Once the sun goes down Chivay is bloody cold. ‘Twould freeze the ass off a woolly mammoth (which I’m coming to resemble more and more each day). I guess when you’re almost 4km above sea level, there ain’t nothing but space left to keep you warm. It’s definitely the coldest I’ve been since I’ve last had to brave a wintry day in Berlin.

The old women (fast becoming a favourite subject) wear big thick blankets around their shoulders to fend off the cold. Tied around their necks, the blankets fly like capes behind them. Little superheroes trying to fight off the infernal cold. Infernal cold being the most contradictory of them all.

Despite having six or more blankets on the bed, it actually woke me up a few times during the night, body shaking but not grooving, teeth chattering without words. The cold or the smell of piss from the blankets; I’m not sure which it was, but I was presented with the cruel dilemma of huddling closer into the piss-scented blankets, or staying away from them and freezing my woolly mammoth ass off some more.

Earlier we found ourselves in an Irish pub, just to escape the chill. Yes, here in the middle of the Andes, surrounded by volcanoes, canyons and inaccessibility, M’elroys was able to offer a home from home.
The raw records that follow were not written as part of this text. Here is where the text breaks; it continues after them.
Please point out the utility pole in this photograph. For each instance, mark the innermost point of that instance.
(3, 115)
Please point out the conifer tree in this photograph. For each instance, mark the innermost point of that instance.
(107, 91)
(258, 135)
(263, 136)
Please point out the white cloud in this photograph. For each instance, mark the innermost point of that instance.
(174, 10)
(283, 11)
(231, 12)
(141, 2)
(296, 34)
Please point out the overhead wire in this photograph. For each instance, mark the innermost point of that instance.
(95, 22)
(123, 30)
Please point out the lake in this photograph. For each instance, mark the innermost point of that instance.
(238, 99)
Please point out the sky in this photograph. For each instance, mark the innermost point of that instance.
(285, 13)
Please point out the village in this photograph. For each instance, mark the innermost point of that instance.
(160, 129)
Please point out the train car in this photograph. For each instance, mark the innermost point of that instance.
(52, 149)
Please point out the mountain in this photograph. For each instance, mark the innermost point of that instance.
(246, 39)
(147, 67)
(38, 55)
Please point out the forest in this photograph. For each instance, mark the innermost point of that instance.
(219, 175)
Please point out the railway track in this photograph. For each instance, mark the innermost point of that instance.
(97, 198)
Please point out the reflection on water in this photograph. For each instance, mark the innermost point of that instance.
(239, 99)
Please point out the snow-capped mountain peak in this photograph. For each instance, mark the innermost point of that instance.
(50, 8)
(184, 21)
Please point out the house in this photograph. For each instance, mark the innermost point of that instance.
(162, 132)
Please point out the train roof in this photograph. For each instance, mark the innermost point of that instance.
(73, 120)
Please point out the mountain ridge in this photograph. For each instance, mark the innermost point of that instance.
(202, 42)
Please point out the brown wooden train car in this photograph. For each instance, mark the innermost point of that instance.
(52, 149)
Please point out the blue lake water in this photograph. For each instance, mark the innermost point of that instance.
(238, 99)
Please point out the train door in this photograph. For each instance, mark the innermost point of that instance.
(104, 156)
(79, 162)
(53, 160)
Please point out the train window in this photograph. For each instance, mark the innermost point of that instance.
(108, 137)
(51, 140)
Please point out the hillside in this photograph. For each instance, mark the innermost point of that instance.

There really is no escape. I wasn’t complaining at the time however, being secretly delighted to find a warm comfortable den in which to escape the weather – just like home.

It really was a proper Irish pub. The cat, gas stove and wooden floors were all there. I even forgave the signed Dublin GAA jersey on the wall. The Guinness was expensive at S/.25, four times the price of any other beer, but the Pisco Caliente was a more sensible choice in any case. Hot pisco with cloves, cinnamon and lemon. Aahh! For a while I was happy it was so cold outside.